To the best of our knowledge, this is the first study to evaluate the effectiveness of slow exercise on LS in patients with T2DM. Overall, the present findings offer new insights indicating that slow exercise is a safe, feasible, and effective intervention for reducing the severity of LS and enhancing mobility in this population. A major advantage of slow exercise is that it can be easily implemented in various clinical and community settings, as it requires no specialized equipment and can be performed anytime and anywhere, even by individuals with low exercise tolerance. Importantly, the improvement in LS observed in this study is clinically significant, as it reflects not only an increase in skeletal muscle mass but also enhancements in lower limb function and patient-reported outcomes. These improvements may, in turn, lead to a better quality of life and help extend healthy life expectancy in patients with T2DM.

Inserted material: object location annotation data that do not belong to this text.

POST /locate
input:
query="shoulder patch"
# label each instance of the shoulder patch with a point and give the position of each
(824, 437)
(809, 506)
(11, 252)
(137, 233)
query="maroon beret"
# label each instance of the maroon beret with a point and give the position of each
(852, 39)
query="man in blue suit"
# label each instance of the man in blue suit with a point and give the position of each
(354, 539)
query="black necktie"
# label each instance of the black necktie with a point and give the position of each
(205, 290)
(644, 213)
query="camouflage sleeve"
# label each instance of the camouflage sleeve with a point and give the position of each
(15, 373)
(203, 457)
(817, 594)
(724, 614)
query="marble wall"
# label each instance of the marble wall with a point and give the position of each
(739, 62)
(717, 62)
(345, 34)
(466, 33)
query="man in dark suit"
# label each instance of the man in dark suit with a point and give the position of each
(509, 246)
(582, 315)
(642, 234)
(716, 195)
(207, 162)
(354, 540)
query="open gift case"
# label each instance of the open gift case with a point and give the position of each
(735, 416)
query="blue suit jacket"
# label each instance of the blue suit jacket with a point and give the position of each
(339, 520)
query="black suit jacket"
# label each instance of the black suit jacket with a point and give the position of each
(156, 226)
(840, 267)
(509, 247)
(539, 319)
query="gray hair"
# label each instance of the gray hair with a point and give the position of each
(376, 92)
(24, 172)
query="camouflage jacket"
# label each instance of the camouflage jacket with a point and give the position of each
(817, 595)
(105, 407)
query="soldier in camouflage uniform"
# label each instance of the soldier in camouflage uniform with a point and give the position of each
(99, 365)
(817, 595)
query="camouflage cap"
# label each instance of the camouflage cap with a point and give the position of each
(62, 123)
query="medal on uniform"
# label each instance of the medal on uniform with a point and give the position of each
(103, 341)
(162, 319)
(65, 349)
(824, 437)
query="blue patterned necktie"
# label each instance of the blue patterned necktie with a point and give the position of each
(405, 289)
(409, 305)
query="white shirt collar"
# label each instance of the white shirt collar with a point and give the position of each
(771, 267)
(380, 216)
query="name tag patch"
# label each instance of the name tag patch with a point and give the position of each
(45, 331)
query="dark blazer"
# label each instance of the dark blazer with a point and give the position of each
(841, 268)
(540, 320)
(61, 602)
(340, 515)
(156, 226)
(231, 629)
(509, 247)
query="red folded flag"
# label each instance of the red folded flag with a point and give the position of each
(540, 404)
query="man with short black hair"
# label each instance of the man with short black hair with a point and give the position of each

This study has several limitations. First, the sample size was relatively small. Nevertheless, significant improvement in LS-related indicators was observed, demonstrating the effectiveness of slow exercise in enhancing mobility among patients with T2DM. Second, this study did not include a control group that performed only conventional exercise. Therefore, future comparative studies with conventional exercise are needed to further clarify the effectiveness and safety of slow exercise. However, the improvement in LS among patients with T2DM, who are prone to progressive muscle degradation, represents a clinically significant finding. Third, the participants had heterogeneous antidiabetic medication regimens, and changes in medication during the study period were not fully monitored. Fourth, psychophysiological responses such as ratings of perceived exertion (RPE), session RPE (sRPE), visual analogue scale (VAS), and the Omni scale were not assessed in this study. In the future, large-scale randomized controlled trials that overcome these limitations are expected to provide stronger evidence regarding the effects of slow exercise in patients with T2DM. Finally, although the present study demonstrated significant improvements in LS and lower-limb function, effect size values were not reported due to the small sample size and the exploratory nature of the study. Future larger-scale studies should calculate and report effect sizes (e.g., Cohen’s d, partial η^2^) to better interpret the magnitude and clinical significance of the findings.
5. Conclusions
This study demonstrated that a 5-month lower limb-focused low-intensity resistance exercise using slow movements improved LS in patients with T2DM, accompanied by improvements in SMI, PhA, and lower limb function. Our findings suggest that slow exercise could be a safe and effective intervention for improving LS in this population.